Several Callen-Lorde employees involved in the effort to win 1199 representation emphasized that the organizing drive, which began last June when several staffers contacted the union, was relatively free of strife with the clinic’s management.
“For me, it was fairly tension-free,” said Rachel Elzey, a patient navigator who has been at Callen-Lorde for almost a year and a half and works with HIV-positive clients, providing a range of services from case management to education. “We have such a strong mission to serve the LGBTQ population, especially those most vulnerable. We wanted to treat ourselves with the same respect we treat our clients with.”
Ariadne Brazo, a mental health patient navigator who joined Callen-Lorde full time last May after interning there during her second year of graduate study at NYU, offered a similar assessment of what led employees to look to 1199.
“We felt that the staff didn't have enough of a voice in terms of our employment,” Brazo explained. “We felt the best way to do that was with a union and we felt that 1199 had a good history of social justice — which Callen-Lorde has as its mission.”

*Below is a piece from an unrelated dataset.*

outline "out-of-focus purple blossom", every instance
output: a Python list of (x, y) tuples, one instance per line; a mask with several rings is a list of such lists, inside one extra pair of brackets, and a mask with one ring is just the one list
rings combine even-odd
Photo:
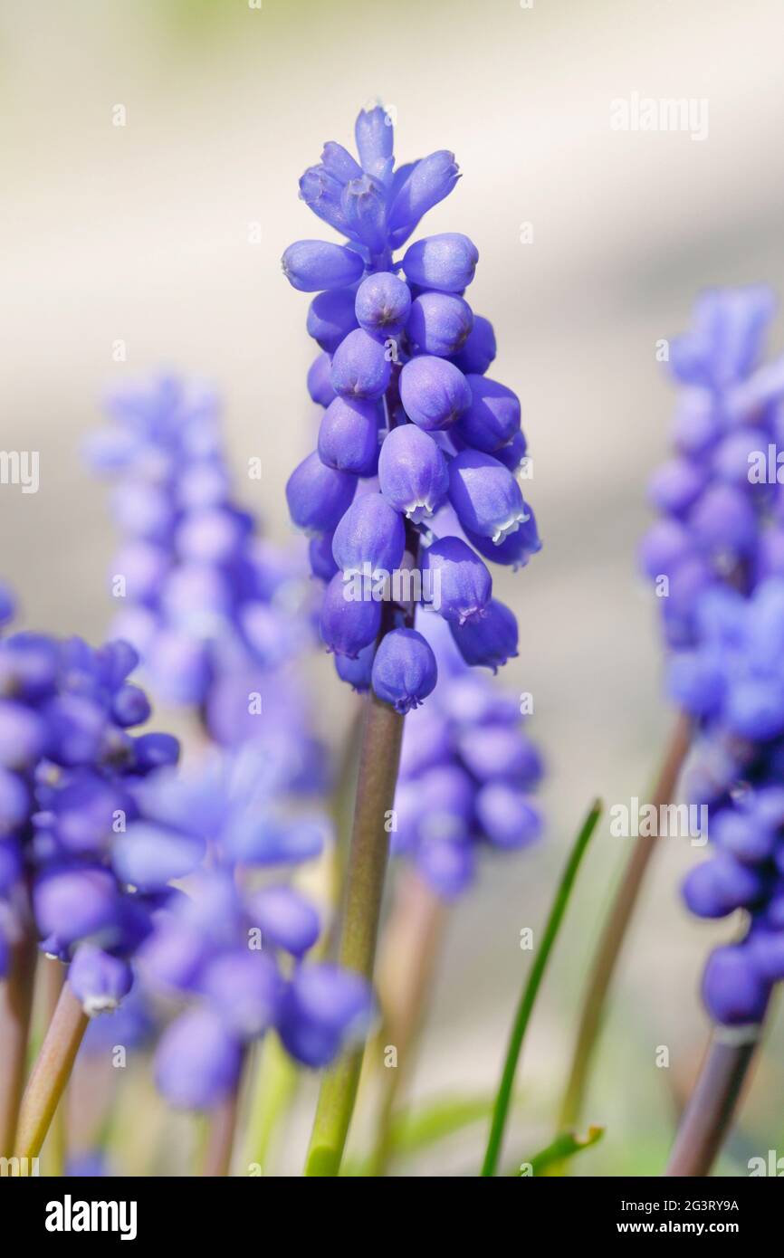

Explaining that she “shed anti-union attitudes” while studying the labor movement as an undergraduate sociology major, Brazo said the “biggest barrier” to educating fellow staff members at Callen-Lorde was “misinformation” about what unions are and what they do.
By this past November, organizers had collected union cards from a majority of staff, which management could have accepted as sufficient to recognize the union. Instead, the clinic insisted that staff undertake a formal vote. At that point, 1199 and Callen-Lorde negotiated a “neutrality agreement,” under which which management agreed not to intervene in the organizing effort. Two months later, the union drive achieved the winning vote.
“It was a really beautiful process for me to see personally, very empowering,” Brazo said. “I learned a lot about labor rights and how best to run an agency. It was overwhelmingly positive. That’s why I love Callen-Lorde. This whole process proved how dedicated to the community the staff is, just as management has always said.”
The success in organizing doctors on staff at Callen-Lorde also represents the type of new opportunities for growth available to 1199, which acknowledged it is not yet that common. Dr. Roona Ray, a member of the clinic’s medical team who was among the organizers of the union effort, was the first staff member to reach out to Gay City News, several days prior to the January 13 vote.
The next step for the new union will be sitting down with Callen-Lorde management to discuss the parameters of a new contract and to resolve questions of eligibility for a few employees not yet able to join 1199. Those involved in winning approval of the union said salary and benefits would be key areas of discussion, but Callen-Lorde staff now have the option of choosing a union healthcare plan if they are dissatisfied with the policy they’re able to negotiate with the clinic.
According to 1199, the new union members are also eligible to participate in a range of SEIU-funded higher education opportunities.
Management at Callen-Lorde, which has not yet met with representatives of the union since the successful vote last month, declined comment at this time.